Here's another list culled from asking for "all or nothing" propositions:
QuotePeople often recognize certain situations as “all or nothing” because they intuitively understand that partial fulfillment defeats the thing itself. The categories differ, but the underlying structure is: either the condition is met, or it is not.
Examples:
- Being alive — One is alive or dead. People do not ordinarily think of “partly alive” as a meaningful condition.
- Pregnancy — In everyday usage, someone is either pregnant or not pregnant. People often use this as a classic example of a binary condition.
- Crossing a finish line — Either you crossed it or you did not. Finishing “90% of a marathon” is still not completing it.
- Passing a legal age threshold — You are either 18, 21, etc., or you are not. A person one day short does not usually receive partial recognition.
- Marriage status — In law, one is generally married or unmarried. Emotional commitment can vary, but legal status is treated as binary.
- A light switch being on or off — At the practical level, people think in terms of “the light is on” or “the light is off,” even if electrical realities are more nuanced.
- Winning a game with a specific condition — In games like checkmate in chess, once the condition is met, the result is decisive.

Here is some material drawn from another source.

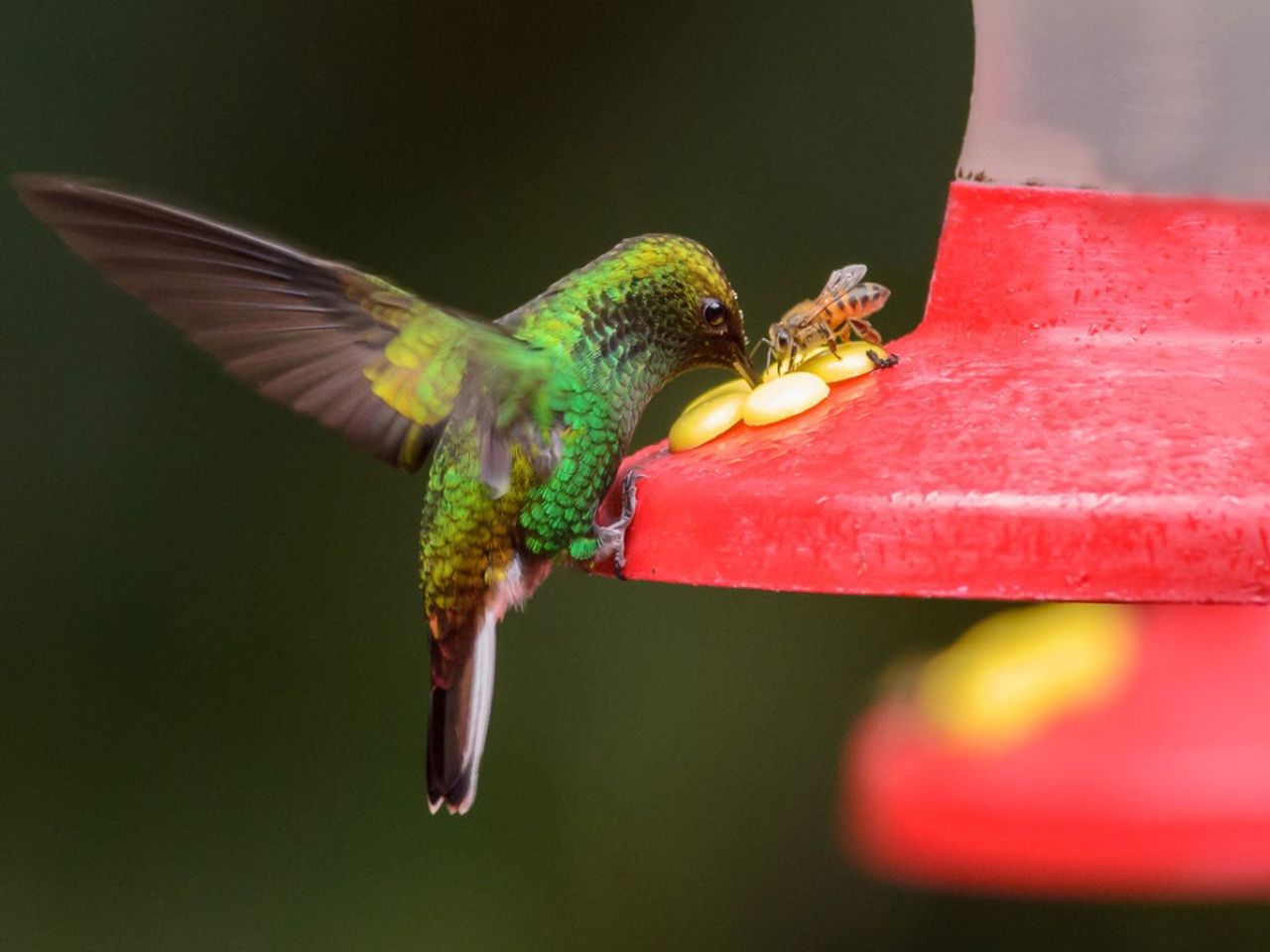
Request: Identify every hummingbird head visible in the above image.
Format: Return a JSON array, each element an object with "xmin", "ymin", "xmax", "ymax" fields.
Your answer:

- A door being locked — If a lock fails to engage, it is not considered “mostly locked.” Security often works in all-or-nothing terms.

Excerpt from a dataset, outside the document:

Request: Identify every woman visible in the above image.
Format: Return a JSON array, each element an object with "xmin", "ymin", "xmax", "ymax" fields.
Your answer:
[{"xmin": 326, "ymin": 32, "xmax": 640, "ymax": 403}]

- Virginity or first occurrence events — Many people think of “first time” events as categorical. Either it happened or it did not.
- A password being correct — One wrong character and access fails. Computer systems often operate on binary thresholds.
- Passing through airport security with a boarding pass — Either you are authorized and admitted, or you are not.
- Signing a contract — Until signed, the agreement is often treated as incomplete; after signing, it becomes operative.
- Trust after a perceived betrayal — In personal life people sometimes treat trust as all-or-nothing (“I trust him” / “I do not trust him”), even though trust in reality may exist in degrees.
- Loyalty in war or politics — People often frame allegiance as binary: either one is “with us” or “against us.”
- Death in fiction and drama — Characters often say things like “You cannot be a little dead,” precisely because people naturally recognize some categories as absolute.
Some of these are truly binary by definition; others are socially or psychologically treated as binary even though, upon closer analysis, they may admit degrees. That distinction itself is often philosophically important.